In the past, I have supported legislation that would limit the use of hydraulic fracturing ("hydrofracking"). New York's watershed is an invaluable resource, providing clean water and contributing to the livelihood of all who live, work and visit our state. As a strong supporter of preserving our water, I believe that the risks and potentially harmful effects of hydrofracking for natural gas must be further studied before we can use it as a new source of energy fuel. Hydrofracking extracts natural gas from the ground by pumping chemicals and water at high pressure, argued to be a more cost effective option than drilling for oil. However, hydrofracking could result in environmental damage and has already been named as a dangerous source of contamination in Pennsylvania. After listening to the concerns and opinions of my constituents, I sponsored legislation that established a moratorium on hydrofracking. This legislation, A5424-A, would halt the issuance of permits for hydraulic fracturing in New York State until May 15, 2015, so that a comprehensive health impact assessment can be conducted to determine the effects of hydrofracking on the public health. This legislation passed the Assembly and helped to further promote safe energy practices in New York. Additionally, I sought to prevent the misuse and mistreatment of wastewater produced by hydrofracking. I introduced A4559, which prohibits the use of wastewater from hydraulic fracturing for dust control or de-icing on roadways in New York State. I also sponsored A5975, which seeks to ensure that the wastewater produced by hydrofracking does not end up in public water supplies.
Green Roof Gardens
If New York is to do its part in curbing climate change, we need to implement solutions that efficiently allocate our existing resources. This includes utilizing unused spaces. Many building rooftops could be green roofs. By installing rooftop gardens of small shrubs and plants, we can not only beautify our communities, but also provide natural insulation and absorb carbon dioxide. Green roofs absorb the heat of the sun without heating the temperature of the building, which keeps the building cooler in the summer and requires less energy output by the residents. In congested urban areas, where plants are scarce, they will naturally remove harmful greenhouse gases, provide cleaner air and retain water. To foster the use of green roofs, I continue to advocate for A5166, a piece of legislation which I introduced in 2010 that provides for the inspection, certification, and regulation of green roofs, and also offers a tax credit to building owners who install green roofs. Commercial installation of roof gardens can cost $510-524 per square foot, which is why a tax credit would add an extra incentive for building owners to install roof gardens.

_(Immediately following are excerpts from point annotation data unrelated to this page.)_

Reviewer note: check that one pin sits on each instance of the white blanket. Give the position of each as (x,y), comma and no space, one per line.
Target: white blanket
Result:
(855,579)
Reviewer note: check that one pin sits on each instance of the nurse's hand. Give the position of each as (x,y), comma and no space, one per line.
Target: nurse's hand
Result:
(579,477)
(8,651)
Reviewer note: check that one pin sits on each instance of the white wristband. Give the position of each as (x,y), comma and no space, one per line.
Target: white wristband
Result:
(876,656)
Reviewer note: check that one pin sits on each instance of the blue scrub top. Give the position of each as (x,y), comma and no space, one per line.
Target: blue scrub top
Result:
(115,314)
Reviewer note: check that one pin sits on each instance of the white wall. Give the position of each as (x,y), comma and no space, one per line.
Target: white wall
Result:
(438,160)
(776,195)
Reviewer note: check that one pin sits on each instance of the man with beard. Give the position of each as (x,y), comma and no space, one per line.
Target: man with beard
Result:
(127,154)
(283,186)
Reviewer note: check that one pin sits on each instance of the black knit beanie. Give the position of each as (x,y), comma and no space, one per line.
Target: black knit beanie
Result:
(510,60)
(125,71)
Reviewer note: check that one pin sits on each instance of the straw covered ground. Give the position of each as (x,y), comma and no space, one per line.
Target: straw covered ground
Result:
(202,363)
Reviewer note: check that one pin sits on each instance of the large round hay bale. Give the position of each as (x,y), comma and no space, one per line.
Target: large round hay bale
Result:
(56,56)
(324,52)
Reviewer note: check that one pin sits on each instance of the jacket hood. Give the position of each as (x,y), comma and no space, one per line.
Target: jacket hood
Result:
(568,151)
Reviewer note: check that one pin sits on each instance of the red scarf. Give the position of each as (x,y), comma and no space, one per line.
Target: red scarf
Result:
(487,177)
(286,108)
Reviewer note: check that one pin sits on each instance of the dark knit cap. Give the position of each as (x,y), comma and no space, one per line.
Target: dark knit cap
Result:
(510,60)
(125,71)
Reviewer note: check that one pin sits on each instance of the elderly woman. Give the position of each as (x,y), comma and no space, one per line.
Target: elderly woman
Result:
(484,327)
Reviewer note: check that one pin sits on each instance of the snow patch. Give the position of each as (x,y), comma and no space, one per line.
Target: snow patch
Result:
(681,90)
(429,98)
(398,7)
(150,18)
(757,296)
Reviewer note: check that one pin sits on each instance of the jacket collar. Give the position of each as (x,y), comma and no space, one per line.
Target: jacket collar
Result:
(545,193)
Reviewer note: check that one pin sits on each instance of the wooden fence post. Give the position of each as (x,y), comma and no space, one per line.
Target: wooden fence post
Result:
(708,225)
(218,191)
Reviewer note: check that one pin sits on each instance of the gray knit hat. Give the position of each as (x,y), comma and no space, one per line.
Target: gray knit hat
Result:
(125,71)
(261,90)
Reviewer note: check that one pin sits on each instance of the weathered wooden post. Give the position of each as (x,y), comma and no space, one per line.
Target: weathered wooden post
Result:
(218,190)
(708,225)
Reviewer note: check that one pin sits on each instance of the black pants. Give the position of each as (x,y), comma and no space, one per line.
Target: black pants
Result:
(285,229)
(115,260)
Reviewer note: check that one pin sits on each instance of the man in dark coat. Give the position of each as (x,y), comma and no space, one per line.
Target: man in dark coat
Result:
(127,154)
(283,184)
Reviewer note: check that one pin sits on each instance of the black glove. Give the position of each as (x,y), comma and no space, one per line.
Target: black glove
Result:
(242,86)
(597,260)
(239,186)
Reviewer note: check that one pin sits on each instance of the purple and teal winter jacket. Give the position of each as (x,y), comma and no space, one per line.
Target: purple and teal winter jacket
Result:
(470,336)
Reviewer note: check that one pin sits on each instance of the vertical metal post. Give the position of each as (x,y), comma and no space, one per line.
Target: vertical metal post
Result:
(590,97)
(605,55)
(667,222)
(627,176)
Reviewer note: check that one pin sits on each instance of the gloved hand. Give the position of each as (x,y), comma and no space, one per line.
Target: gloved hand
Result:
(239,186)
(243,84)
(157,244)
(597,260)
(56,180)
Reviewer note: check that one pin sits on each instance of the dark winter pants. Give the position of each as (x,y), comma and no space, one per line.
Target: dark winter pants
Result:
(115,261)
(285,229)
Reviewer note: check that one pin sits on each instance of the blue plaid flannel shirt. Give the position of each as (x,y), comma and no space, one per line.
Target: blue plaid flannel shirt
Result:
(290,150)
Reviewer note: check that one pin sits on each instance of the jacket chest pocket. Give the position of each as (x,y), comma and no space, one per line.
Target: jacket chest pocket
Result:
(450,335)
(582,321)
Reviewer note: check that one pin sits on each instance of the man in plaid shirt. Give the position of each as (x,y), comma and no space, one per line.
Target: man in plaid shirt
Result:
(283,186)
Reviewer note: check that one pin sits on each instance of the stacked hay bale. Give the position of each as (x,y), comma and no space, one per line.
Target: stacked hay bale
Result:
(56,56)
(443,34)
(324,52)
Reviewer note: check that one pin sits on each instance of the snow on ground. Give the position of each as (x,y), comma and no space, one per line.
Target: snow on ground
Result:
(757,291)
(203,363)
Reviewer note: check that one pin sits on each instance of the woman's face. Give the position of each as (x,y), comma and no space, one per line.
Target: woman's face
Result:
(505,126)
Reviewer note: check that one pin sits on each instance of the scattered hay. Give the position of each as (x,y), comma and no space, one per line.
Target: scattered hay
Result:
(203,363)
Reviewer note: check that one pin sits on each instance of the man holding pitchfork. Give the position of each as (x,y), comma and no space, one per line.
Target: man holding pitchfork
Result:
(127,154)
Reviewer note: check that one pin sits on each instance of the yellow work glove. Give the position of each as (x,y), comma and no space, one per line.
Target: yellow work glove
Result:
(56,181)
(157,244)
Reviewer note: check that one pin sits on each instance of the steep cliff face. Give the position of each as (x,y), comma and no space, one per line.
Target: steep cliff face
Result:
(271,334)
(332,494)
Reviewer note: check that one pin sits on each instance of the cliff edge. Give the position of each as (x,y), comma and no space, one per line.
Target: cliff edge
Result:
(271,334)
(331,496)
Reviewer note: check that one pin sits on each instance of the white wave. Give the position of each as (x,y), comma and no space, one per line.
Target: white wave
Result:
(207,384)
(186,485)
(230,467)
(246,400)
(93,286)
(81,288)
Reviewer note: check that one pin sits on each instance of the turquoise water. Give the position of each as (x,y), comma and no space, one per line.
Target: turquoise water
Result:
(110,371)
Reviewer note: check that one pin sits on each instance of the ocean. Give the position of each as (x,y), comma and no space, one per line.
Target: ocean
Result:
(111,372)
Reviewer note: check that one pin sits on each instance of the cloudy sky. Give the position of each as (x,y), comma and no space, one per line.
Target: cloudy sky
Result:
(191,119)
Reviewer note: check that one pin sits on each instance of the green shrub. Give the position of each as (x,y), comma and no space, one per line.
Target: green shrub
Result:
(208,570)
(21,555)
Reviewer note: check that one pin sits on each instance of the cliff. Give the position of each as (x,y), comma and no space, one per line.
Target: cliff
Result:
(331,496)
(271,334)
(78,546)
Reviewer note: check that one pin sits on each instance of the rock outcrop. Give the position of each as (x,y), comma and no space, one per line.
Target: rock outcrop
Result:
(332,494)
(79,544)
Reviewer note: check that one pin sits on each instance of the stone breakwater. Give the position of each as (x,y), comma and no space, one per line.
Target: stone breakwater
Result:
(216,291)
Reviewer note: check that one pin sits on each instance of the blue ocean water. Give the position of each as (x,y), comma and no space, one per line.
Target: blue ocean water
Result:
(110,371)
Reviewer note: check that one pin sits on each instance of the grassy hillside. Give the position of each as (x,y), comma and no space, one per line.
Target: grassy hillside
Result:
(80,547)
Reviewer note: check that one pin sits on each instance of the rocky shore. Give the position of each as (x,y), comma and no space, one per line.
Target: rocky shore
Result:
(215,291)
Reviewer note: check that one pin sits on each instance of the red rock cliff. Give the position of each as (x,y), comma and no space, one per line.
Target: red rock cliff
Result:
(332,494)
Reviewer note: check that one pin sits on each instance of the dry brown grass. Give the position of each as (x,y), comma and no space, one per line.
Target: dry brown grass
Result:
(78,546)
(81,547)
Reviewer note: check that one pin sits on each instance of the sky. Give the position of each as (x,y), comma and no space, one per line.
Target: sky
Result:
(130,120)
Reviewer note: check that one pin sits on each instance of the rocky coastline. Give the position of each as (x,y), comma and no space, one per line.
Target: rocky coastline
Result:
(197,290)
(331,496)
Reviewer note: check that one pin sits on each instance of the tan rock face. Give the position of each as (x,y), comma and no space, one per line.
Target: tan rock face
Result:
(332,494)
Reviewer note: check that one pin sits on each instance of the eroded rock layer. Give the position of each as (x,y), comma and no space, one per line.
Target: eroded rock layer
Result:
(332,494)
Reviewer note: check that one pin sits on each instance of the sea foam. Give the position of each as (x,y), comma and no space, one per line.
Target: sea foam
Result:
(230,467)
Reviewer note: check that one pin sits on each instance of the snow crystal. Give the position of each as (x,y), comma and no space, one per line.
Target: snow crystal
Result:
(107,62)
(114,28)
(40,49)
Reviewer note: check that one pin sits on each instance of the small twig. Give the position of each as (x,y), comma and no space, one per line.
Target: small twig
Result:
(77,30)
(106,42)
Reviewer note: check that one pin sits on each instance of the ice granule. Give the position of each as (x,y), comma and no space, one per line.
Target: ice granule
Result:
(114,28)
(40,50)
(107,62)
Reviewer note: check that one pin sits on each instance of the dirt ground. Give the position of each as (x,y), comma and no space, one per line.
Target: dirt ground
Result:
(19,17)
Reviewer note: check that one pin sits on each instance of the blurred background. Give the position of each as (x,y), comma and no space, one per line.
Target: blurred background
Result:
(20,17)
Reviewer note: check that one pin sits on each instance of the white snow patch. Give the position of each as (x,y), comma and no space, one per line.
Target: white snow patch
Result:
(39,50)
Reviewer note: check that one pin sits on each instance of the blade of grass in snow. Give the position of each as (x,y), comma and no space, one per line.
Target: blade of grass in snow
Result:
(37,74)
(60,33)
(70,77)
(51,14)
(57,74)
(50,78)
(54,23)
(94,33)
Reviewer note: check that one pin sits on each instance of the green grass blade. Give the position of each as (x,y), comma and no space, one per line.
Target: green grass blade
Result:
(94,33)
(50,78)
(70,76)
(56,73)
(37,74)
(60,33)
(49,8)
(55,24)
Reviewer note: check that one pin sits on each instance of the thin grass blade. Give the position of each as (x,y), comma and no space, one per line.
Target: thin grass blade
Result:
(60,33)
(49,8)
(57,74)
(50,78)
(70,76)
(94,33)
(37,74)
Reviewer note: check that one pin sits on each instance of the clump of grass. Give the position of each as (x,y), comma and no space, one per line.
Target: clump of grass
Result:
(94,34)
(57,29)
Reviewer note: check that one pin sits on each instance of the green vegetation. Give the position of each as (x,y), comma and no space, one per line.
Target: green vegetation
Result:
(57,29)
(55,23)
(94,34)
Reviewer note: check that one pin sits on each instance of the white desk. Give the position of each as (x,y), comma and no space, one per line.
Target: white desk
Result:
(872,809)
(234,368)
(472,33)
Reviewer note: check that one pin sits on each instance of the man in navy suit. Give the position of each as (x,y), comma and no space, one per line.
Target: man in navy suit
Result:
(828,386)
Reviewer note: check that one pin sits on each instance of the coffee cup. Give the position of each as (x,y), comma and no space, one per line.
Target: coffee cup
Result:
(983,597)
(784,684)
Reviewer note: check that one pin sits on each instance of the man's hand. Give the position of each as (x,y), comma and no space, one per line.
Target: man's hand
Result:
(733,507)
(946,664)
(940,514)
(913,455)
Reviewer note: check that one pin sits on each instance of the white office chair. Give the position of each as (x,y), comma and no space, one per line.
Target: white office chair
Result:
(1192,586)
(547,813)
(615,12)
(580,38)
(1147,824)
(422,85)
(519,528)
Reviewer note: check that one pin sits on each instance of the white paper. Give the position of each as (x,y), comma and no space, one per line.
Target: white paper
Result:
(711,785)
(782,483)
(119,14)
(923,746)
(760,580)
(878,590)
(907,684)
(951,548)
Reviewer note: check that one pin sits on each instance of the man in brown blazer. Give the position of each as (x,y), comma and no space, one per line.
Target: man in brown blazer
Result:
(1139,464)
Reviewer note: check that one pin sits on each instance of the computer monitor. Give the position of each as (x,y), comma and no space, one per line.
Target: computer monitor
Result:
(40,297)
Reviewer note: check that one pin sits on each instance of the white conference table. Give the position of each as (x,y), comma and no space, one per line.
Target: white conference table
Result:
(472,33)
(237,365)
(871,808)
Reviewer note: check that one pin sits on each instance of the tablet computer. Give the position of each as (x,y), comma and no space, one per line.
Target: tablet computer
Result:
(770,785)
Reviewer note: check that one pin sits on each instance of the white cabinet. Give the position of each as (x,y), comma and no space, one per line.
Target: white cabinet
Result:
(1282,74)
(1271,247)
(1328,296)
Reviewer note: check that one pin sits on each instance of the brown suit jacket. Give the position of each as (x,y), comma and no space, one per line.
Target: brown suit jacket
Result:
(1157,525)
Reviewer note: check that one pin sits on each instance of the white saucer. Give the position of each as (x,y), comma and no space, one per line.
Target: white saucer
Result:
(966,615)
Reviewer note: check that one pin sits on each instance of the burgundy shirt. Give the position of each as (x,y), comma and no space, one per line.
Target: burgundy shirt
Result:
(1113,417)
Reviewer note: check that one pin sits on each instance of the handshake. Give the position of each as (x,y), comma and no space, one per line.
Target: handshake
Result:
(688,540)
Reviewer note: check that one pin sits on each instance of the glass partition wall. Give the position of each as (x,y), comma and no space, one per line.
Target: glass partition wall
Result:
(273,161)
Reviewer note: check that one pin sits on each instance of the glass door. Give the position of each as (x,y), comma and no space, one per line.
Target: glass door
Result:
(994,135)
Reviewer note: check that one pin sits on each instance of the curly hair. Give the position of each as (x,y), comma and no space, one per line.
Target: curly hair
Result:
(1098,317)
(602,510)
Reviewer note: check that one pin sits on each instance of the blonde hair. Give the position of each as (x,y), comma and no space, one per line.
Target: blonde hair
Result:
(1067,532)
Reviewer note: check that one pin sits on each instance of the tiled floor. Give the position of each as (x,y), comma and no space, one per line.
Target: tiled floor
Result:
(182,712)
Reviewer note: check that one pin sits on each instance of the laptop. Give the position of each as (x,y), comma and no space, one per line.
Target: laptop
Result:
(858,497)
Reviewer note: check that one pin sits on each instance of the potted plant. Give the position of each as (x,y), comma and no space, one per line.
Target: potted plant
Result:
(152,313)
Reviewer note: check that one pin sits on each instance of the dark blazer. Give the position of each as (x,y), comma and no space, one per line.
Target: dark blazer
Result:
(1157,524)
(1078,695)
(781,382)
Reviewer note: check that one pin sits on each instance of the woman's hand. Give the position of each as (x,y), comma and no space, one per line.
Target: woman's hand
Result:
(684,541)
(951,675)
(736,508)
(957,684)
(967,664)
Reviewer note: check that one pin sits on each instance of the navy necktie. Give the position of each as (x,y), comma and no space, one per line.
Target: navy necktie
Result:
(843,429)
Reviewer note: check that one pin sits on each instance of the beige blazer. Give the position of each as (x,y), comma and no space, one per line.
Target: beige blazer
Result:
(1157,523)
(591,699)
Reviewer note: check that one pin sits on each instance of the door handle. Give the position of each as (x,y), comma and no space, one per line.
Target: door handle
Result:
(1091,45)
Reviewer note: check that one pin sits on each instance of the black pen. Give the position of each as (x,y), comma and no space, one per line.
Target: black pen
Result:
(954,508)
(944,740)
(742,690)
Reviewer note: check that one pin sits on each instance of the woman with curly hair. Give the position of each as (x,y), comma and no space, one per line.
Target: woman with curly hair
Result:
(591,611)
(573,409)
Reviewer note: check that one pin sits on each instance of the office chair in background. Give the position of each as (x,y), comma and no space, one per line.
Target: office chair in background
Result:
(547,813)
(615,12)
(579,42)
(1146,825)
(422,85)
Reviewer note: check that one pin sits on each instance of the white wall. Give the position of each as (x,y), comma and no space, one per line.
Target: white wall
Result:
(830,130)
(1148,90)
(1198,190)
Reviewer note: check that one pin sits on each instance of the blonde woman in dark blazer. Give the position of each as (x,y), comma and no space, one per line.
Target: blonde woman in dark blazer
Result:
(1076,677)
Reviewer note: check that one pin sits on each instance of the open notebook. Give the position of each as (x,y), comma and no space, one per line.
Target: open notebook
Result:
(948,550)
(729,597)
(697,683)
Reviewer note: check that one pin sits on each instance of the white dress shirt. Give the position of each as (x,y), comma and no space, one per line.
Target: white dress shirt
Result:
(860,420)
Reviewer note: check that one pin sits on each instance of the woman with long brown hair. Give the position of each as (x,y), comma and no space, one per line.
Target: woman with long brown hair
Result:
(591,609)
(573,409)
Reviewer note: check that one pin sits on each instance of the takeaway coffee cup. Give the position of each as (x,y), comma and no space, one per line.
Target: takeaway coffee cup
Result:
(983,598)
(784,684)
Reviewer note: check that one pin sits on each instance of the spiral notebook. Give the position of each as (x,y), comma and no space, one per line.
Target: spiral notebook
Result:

New York State is a national leader in the production of solar power. It ranked 10th nationally in 2012 after a growing industry of over 350 businesses employing 3,330 people installed 60 MW of solar capacity. New York ranks 12th nationally in solar production, with the ability to power at least 27,800 homes. This massive expansion of solar power is supported by the New York State Solar Initiative, which provides grants, tax credits, and net metering to homeowners, businesses, and building owners who install solar panels on their property. This session, I voted to extend this initiative, which was set to expire in 2015.
In the coming legislative session, I hope to introduce legislation that will make New York the 24th state to protect solar rights of condominium owners and homeowners bound by the rules of a homeowners association. Every New Yorker should be allowed to save money while actively helping the economy and the environment.